Community in Sikkim, India

Singling (height: 6850 ft.) is a community in Sikkim, India. It has been on the trade routes between India and Bhutan since ancient times. A popular tourist activity is to trek between Barsey Rhododendron Sanctuary and Singling. There is an ancient monastery, a lake and amazing mountains. It is known for birding.

==Location==
It is located 63 km to the south of the district headquarters in Geyzing and 3 km from Soreng.

==Demographics==
According to the 2011 census:
there are 518 houses, a population of 2,376 (male: 1,200, female: 1,176), children (0–6) 340 (male: 118, female: 122), there are 94 people who are members of Schedule Castes (male: 49, female: 45), 1,557 people who are members of Schedule Tribes (male: 787, female: 770), and the total literacy rate is 77.3% (male: 80.9%, female: 73.6%).

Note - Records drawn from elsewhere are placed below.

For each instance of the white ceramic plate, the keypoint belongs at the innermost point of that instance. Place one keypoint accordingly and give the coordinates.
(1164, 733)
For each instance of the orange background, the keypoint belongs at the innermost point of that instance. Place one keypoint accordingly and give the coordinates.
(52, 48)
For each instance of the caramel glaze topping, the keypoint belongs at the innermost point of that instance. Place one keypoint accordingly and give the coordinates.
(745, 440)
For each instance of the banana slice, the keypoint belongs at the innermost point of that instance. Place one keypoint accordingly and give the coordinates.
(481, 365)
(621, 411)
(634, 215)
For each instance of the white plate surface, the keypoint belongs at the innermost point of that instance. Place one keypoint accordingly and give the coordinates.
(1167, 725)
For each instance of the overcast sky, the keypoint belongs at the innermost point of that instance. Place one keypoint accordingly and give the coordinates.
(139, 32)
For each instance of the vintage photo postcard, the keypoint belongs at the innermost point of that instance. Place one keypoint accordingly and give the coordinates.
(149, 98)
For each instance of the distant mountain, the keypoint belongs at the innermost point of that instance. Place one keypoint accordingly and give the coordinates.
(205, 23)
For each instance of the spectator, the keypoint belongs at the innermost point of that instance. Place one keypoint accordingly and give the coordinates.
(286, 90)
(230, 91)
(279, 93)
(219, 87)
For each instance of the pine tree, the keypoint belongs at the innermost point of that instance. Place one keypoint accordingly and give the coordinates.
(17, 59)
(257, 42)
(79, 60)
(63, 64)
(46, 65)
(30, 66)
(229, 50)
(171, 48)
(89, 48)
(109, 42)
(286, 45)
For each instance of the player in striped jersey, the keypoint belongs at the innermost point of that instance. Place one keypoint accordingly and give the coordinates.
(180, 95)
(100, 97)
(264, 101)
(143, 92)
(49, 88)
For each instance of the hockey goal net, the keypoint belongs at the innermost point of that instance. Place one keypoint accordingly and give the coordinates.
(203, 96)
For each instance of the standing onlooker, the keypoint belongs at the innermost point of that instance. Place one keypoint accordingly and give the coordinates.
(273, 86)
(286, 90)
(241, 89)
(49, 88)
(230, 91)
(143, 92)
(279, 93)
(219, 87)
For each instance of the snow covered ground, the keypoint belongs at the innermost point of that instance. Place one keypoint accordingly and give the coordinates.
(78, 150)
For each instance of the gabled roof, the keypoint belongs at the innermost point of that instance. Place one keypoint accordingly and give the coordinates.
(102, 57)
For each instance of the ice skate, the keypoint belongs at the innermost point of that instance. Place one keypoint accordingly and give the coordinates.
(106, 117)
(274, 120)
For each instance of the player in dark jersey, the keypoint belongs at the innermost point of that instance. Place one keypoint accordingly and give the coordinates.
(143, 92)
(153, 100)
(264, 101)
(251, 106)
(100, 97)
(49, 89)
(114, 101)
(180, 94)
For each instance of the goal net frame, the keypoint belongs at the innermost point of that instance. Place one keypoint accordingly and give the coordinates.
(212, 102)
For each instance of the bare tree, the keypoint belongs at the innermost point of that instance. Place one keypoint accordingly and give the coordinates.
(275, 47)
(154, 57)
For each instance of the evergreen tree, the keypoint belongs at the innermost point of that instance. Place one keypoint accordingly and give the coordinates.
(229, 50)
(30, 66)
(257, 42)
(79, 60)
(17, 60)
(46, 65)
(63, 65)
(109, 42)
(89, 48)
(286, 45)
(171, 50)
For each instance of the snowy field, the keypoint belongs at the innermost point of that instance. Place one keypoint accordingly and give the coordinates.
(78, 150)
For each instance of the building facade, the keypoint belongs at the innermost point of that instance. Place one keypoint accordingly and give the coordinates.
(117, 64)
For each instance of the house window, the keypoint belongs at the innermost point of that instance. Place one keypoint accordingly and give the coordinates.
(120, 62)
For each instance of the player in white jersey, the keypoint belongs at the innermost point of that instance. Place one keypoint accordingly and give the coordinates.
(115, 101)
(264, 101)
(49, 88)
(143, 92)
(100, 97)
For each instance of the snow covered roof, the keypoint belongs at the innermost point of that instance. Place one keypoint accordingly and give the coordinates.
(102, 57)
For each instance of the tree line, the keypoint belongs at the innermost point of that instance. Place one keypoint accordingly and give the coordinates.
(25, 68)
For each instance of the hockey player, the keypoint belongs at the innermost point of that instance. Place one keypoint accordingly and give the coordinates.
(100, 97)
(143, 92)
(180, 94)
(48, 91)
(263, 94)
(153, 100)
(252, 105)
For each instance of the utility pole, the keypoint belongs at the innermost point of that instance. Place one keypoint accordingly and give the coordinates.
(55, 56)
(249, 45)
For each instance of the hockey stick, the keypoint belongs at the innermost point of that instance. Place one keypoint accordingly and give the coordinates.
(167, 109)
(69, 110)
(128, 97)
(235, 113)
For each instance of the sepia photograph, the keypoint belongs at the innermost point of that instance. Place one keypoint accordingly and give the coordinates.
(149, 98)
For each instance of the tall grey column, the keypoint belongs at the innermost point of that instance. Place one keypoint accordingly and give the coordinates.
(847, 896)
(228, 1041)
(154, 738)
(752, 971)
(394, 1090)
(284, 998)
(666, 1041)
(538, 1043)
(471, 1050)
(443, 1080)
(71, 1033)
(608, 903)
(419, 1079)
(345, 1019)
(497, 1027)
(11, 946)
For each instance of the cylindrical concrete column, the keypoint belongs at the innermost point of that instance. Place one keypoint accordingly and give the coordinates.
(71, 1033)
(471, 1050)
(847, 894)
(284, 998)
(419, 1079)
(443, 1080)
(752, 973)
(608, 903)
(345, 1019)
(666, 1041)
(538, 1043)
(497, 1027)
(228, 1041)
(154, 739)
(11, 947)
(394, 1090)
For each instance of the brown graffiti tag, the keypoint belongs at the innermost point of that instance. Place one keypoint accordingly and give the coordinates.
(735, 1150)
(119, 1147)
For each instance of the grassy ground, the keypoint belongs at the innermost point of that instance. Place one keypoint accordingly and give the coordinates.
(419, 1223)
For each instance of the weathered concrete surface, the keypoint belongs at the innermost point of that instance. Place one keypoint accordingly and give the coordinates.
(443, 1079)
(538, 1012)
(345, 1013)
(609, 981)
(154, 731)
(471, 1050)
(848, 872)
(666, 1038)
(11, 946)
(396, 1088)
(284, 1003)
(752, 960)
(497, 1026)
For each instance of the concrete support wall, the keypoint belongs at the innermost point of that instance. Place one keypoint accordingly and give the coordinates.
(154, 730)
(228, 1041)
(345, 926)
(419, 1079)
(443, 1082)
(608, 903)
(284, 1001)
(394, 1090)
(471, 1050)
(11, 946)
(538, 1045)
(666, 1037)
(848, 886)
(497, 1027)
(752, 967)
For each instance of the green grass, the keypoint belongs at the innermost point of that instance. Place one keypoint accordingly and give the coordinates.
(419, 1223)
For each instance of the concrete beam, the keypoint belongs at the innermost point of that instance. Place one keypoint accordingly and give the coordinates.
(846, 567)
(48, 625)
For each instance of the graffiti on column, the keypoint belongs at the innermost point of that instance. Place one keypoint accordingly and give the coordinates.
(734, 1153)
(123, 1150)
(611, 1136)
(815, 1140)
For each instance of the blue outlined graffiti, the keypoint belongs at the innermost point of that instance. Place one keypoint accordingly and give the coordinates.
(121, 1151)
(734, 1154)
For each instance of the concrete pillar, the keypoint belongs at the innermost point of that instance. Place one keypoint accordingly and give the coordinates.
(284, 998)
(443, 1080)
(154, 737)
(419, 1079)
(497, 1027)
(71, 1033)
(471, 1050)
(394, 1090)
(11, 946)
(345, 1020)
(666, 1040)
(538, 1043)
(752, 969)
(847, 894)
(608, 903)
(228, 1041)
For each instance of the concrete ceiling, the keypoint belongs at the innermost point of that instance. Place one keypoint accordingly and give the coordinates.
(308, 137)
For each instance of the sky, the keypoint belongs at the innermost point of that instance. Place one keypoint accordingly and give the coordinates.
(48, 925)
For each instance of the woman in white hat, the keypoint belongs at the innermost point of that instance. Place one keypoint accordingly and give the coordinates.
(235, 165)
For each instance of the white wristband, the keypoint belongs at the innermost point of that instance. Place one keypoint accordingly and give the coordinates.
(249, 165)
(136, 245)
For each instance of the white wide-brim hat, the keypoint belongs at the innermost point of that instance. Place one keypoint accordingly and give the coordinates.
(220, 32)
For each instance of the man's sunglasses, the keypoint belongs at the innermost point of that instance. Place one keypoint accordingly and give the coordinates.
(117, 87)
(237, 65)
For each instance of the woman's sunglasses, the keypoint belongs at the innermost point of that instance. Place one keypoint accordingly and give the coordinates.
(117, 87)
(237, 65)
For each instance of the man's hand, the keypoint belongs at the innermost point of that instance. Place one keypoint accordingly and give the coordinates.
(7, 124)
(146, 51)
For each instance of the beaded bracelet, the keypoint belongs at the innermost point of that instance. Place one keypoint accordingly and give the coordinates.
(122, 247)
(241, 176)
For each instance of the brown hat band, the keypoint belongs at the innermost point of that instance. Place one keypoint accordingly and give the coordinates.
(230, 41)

The languages spoken are Nepali, Rai, Tamang and Newari.

==Economy==
The main sources of livelihood of the locals are cultivation of organic foods and vegetables. Almost every family is independent. In the step cultivation fields on hilly terrain, peas, cabbages, broccoli, onions, squash, mustard leaf (Brassica juncea) and lemons are cultivated. In this village the locals do not use any type of pesticides or artificial chemicals. There are piggeries and poultry farms in almost every house. Almost every house is decorated with orchids, primulas, geranium, along with white and red rhododendrons, locally known as guraus. Homestay is another source of their earnings.

==Transportation==
The nearest railway station is New Jalpaiguri Junction railway station. From Siliguri S.N.T. bus stand, share cars and buses are available to Soreng. From Jorethang, cars are available to Soreng. From Soreng; Singling is about 3 km away. For this last 3 km road, the only option is to reserve a car to reach Singling.

==Avi fauna==
Singling is a bird watcher's paradise. Numerous varieties of birds can be seen including: grey treepie, green-tailed sunbird, white-browed fulvetta, fire-breasted flowerpecker, Himalayan bulbul, red-billed leiothrix, great barbet, greater flameback and many species of sunbird. There is a short trekking route through the jungle trail within the forest, which leads to an open space; there one can see birds like the rufous sibia, grey bush chat, a few species of warbler, nuthatch, white-capped water redstart, scarlet minivet and crested serpent eagle.

==Flora==
There are flowers of magnolias, blue poppies, primulas, geraniums, gladioli, azaleas, camellias, gentians, orchids and rhododendrons. Among trees, there are figs, shrubs, sal, ferns, a variety of bamboo, oak, juniper, cypresses, birch and silver fir.

==Tourism==
Singling is situated in a vital spot to do number of treks in Sikkim, as Hiley-Barsey trek, Dzongri-Goecha La trek and so on. Likewise nearby there are a monastery, lake and a Sherpa town. Peling, Ringchenpong and Kaluk are nearby. Jorethang is the closest town, about 24 km away. At Singling numerous adventurous sports are organised like river rafting, hiking and paragliding.